Olvido con facilidad lo que como en la mayoría de los restaurantes de menú de cien euros o más.
Me ocurre porque todos los platos de estos sitios son similares hasta en los nombres y la comida no tiene la forma ni el color de la materia prima del plato, por lo que es mucho más difícil de recordar a través de la memoria visual.
Los emplatados, tan uniformes estéticamente en la alta cocina, tampoco ayudan al recuerdo. Estéticamente da igual que estés comiendo corzo que centollo. Seguramente esa comida vendrá presentada en un plato de cerámica oscura donde habrá una crema, unas gotitas verdes y lo sólido del plato no será ni el corzo ni el centollo, que estarán presentes en vichyssoise o sopa o mousse o gazpacho. La parte sólida, quizá, será una hierba aromática, unas huevas o una flor.
De estos menús, lo que más nítidamente recuerdo es aquello que presenta un aspecto más clásico. De Aponiente, por ejemplo, lo que prevalece en mi memoria es una tortillita de camarones y un ostión de estero. También la mortadela que en vez de elaborada con cerdo estaba hecha con rape. Tiene narices la cosa, tanta sofisticación, tantísima investigación, para acabar recordando la tortillita de camarones, la ostra y una mortadela.

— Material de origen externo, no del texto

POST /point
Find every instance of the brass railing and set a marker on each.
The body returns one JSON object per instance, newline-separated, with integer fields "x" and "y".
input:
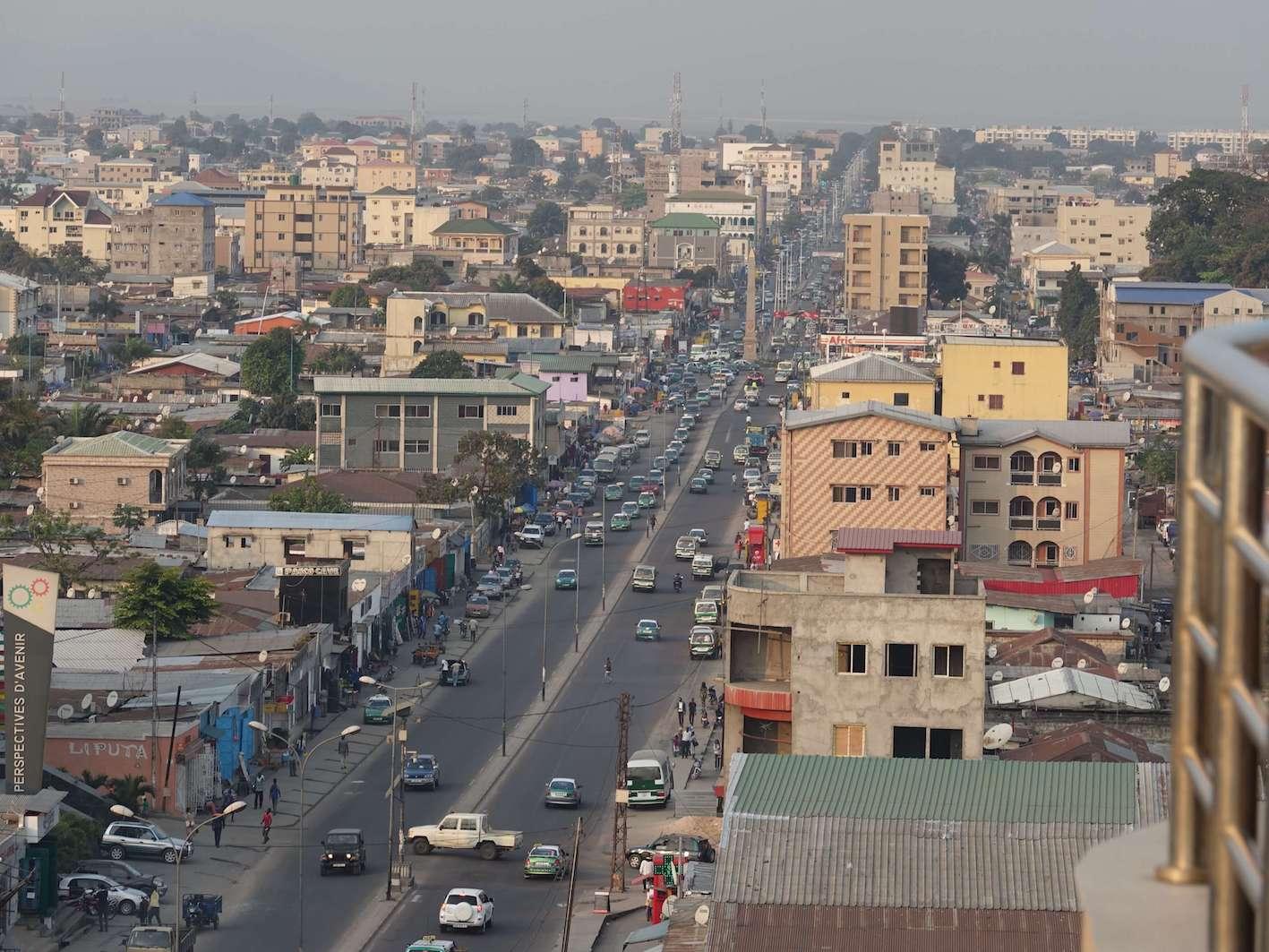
{"x": 1220, "y": 723}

A veces pienso si tiene mucho sentido deconstruir tanto un alimento, buscar técnicas y estéticas imposibles, para que lo que recordemos sea lo que más se parece a lo que estamos acostumbrados. Esto tiene más importancia de lo que pensamos, puesto que la memoria es muy relevante para la emoción y una cocina a este nivel quiere emocionar y formar parte de tu recuerdo. Por suerte, el recuerdo sobre la emoción que me provocó Aponiente sí lo tengo más nítido, sé que es el restaurante que más he disfrutado y el que más me ha sorprendido. Pero, paradojas, aunque recuerdo la sensación de estar en la gloria con cada bocado, no soy capaz de recordar muchos de los sabores que me provocaron esa sensación.

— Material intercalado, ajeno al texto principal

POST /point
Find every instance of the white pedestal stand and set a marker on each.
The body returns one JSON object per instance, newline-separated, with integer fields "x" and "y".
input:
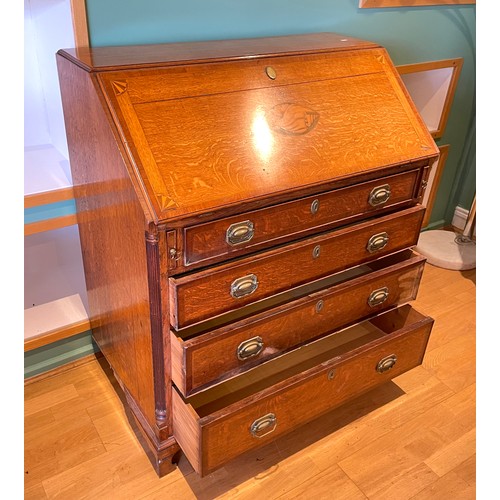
{"x": 449, "y": 250}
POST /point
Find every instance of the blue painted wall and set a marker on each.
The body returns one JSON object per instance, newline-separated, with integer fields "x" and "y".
{"x": 410, "y": 35}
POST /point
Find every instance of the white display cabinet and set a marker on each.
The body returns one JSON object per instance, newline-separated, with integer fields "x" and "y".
{"x": 55, "y": 305}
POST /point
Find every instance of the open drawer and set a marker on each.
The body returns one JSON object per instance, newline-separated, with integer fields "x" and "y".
{"x": 248, "y": 411}
{"x": 347, "y": 297}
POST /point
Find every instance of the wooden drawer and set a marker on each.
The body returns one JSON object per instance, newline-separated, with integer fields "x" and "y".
{"x": 236, "y": 284}
{"x": 233, "y": 236}
{"x": 233, "y": 349}
{"x": 278, "y": 397}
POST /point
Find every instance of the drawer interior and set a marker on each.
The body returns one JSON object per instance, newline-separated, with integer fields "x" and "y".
{"x": 342, "y": 344}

Ésta es una de las razones por las que, a muy buen criterio, la alta cocina intenta relacionarse con la cocina tradicional. Buscar ese vínculo es una especie de regla mnemotécnica para instalarse en tu memoria. Te presentan un plato abstracto, muy elaborado y con una cantidad infinita de sabores y matices muy complejos y te dicen que son, por ejemplo, migas manchegas. Ahí no hay ni migas ni nada, pero cuando lo comes, tu cerebro empieza a buscar las migas hasta que encuentra algo que le conecta con ese plato. Y sí, ahí están las migas manchegas más caras de tu vida. Y sí, ahí quedan archivadas en el recuerdo para siempre.

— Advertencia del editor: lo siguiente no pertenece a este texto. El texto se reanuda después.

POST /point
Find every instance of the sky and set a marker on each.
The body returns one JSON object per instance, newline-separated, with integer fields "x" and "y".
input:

En La cocina de los valientes (Penguin Random House, 2011), Pau Arenós dice que en los menús degustación te conviertes en multiorgásmico. Yo diría que en los menús degustación soy multiorgásmica y precoz, porque siempre acaba mi gozo antes que el menú. Algunos tienen tantos pases que me resulta imposible mantener el disfrute durante tanto tiempo. Me llegan a aburrir, incluso a provocarme sufrimiento al final. Llega un punto en que en los últimos platos estás ahí por cumplir, para que no se diga, pidiendo perdón por dejarte dos bocados de un plato de tres y rogando con la mirada que, por favor, acaben ya.
Quizá este sufrimiento también es buscado por los chefs, yo lo dudo, pero ahí lanzo mi teoría. Si su cocina es arte, todo el mundo sabe que el arte no sólo es alegría y felicidad. También es drama, terror, comedia, suspense… Y, si lo piensas, anda que no hay menús degustación que son todo eso: un drama, terror, comedia y suspense.